The six-month put-call skew, or the spread between prices claimed by put options and call options expiring in six months, fell to a life-time low of -21.6% early Thursday, according to data source Skew.
A call option gives the holder the right but not the obligation to buy the underlying asset at a predetermined price on or before a specific date. A put option gives the right to sell.
Skew’s data shows the net demand for call options, or bullish bets, is outstripping the net demand for puts, or bearish bets, by the most on record. That’s a sign of a build-up of strong bullish expectations in the market.
“The options market is predicting some topside,” Vishal Shah, an options trader and founder of derivatives exchange Alpha5, said.
Bitcoin crossed above $16,000 early Thursday and reached a high of $16,157, a level last seen three years ago. Analysts expect the cryptocurrency to consolidate on recent gains for a couple of weeks before making a move toward $20,000 by the end of December.
The six-month put-call skew has mostly hovered below zero over the past 22 months, indicating investor confidence in the cryptocurrency’s long-term prospects. However, the value has never been this low.
“Bull bias might be at an all-time high, but the bitcoin options market is almost permanently bullish.
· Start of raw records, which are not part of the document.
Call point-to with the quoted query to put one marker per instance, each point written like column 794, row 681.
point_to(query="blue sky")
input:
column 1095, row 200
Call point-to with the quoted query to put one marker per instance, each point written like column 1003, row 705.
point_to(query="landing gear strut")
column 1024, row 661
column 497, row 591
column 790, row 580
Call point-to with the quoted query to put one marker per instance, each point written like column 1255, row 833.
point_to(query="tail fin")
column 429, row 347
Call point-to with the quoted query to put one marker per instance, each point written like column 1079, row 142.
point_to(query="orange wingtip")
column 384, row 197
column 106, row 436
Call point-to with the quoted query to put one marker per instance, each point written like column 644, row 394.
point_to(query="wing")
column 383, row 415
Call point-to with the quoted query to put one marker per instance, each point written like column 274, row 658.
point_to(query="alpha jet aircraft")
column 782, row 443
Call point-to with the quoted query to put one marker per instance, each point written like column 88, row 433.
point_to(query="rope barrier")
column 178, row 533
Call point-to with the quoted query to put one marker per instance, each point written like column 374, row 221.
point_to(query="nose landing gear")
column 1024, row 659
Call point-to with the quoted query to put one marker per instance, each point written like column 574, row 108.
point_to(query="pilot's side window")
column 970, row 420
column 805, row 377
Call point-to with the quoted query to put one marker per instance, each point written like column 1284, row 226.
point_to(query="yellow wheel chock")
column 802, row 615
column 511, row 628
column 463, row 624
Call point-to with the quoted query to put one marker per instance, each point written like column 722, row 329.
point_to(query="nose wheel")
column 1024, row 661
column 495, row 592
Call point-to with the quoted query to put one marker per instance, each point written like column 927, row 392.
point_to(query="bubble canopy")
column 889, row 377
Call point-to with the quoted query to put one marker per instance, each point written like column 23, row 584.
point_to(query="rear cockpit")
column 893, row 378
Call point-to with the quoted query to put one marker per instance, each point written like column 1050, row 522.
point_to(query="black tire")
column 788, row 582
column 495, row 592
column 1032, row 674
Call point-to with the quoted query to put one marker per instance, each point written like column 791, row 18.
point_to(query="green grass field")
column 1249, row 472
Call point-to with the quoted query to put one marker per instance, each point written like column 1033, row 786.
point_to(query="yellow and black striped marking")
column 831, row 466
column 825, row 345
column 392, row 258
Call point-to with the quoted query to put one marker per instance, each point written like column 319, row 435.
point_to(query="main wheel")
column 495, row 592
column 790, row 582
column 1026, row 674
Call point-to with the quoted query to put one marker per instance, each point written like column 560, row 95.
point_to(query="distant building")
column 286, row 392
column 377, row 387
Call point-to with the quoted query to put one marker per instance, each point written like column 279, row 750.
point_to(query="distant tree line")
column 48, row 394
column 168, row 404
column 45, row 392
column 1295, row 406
With bitcoin now flirting with $16,000, it’s possible this spike in bullish sentiment comes from new market participants,” Sui Chung, CEO of crypto index provider CF Benchmarks, told CoinDesk.
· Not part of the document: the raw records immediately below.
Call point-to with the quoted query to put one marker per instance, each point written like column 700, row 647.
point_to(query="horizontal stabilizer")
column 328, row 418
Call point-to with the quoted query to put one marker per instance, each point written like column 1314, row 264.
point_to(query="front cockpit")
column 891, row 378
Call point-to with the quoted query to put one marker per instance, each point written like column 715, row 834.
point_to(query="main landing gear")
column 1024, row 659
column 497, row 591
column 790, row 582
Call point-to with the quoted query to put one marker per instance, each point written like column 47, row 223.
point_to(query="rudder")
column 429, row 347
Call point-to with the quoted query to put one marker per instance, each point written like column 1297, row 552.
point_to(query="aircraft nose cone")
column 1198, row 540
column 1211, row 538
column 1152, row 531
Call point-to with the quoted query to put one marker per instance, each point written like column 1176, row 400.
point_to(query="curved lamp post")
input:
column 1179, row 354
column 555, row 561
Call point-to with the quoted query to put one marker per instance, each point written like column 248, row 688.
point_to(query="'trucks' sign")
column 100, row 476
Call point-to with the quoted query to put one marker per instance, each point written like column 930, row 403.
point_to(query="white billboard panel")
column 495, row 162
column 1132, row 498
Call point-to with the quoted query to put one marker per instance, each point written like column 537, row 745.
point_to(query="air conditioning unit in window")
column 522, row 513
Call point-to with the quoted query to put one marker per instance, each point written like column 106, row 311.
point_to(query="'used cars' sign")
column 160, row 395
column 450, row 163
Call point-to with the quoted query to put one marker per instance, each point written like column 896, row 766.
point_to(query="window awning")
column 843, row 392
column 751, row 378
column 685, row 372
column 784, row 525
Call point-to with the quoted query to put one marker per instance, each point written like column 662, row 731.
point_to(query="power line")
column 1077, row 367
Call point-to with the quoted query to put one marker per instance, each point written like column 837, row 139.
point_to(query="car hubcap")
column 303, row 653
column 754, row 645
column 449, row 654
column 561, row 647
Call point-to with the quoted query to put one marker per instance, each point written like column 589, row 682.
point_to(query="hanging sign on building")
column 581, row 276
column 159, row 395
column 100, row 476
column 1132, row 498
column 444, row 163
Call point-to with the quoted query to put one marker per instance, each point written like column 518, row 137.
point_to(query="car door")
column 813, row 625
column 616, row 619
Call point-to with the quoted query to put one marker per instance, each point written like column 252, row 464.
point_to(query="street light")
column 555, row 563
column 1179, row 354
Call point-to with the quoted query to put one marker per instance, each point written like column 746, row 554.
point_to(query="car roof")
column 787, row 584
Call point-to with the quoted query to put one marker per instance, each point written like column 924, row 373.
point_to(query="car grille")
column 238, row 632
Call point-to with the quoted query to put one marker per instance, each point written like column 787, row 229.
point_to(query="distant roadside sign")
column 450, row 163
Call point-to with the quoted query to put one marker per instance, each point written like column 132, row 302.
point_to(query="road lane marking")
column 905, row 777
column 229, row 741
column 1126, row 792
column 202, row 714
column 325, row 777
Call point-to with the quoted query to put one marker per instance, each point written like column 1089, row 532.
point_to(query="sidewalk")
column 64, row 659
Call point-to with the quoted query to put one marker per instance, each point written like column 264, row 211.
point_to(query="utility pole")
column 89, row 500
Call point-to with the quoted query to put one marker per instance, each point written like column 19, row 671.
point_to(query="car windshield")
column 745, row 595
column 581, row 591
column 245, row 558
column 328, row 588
Record bullish or bearish sentiment often marks major market tops or bottoms. “While not always a concern, extremes tend to revert to a mean,” Alpha5’s Shah told CoinDesk.
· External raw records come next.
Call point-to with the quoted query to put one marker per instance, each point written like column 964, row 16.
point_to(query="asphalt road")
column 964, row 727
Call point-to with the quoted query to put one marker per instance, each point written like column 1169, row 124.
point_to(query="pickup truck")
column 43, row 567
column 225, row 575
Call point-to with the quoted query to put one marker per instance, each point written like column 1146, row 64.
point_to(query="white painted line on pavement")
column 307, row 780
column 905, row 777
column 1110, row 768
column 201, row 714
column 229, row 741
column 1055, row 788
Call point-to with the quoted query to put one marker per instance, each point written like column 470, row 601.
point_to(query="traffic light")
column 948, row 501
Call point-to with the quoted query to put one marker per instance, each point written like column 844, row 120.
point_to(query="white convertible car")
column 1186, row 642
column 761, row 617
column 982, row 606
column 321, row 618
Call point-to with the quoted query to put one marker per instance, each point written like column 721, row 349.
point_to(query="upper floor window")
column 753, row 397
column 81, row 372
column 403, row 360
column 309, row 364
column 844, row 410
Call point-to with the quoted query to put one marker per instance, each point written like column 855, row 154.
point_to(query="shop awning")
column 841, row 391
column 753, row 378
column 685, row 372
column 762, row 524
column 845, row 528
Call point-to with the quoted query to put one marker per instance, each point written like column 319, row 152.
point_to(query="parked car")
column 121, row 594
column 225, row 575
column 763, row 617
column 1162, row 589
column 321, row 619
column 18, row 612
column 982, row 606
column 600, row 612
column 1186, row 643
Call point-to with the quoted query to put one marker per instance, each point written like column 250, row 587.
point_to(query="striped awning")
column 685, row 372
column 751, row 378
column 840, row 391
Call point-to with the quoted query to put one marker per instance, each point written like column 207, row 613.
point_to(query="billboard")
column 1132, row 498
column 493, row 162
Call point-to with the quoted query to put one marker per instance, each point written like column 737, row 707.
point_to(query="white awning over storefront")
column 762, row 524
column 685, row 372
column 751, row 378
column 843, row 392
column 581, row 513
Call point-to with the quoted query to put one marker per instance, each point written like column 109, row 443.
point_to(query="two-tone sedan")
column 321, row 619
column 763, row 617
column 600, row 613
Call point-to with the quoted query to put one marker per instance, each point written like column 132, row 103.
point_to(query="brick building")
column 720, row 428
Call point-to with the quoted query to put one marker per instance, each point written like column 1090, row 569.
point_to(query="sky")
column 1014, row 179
However, while the options market sentiment looks to have reached extremes, the cryptocurrency is still $4,000 short of the record high of $20,000 seen in December 2017. Besides, the mean reversion of bullish bias in options, if any, is unlikely to affect the spot market because the options market is still relatively small.
According to Chung, “The bull bias will likely correct if call premiums become too expensive, which may not be too far away, given the spreads for puts.” That scenario could play out once the cryptocurrency reaches a new record high.
Currently, it doesn’t appear investors are even considering the possibility of a temporary pullback. That’s evident from the negative one-month skew. The cryptocurrency’s strong break above the June 2019 high of $13,800 has cleared the way for a possible rally toward the previous record.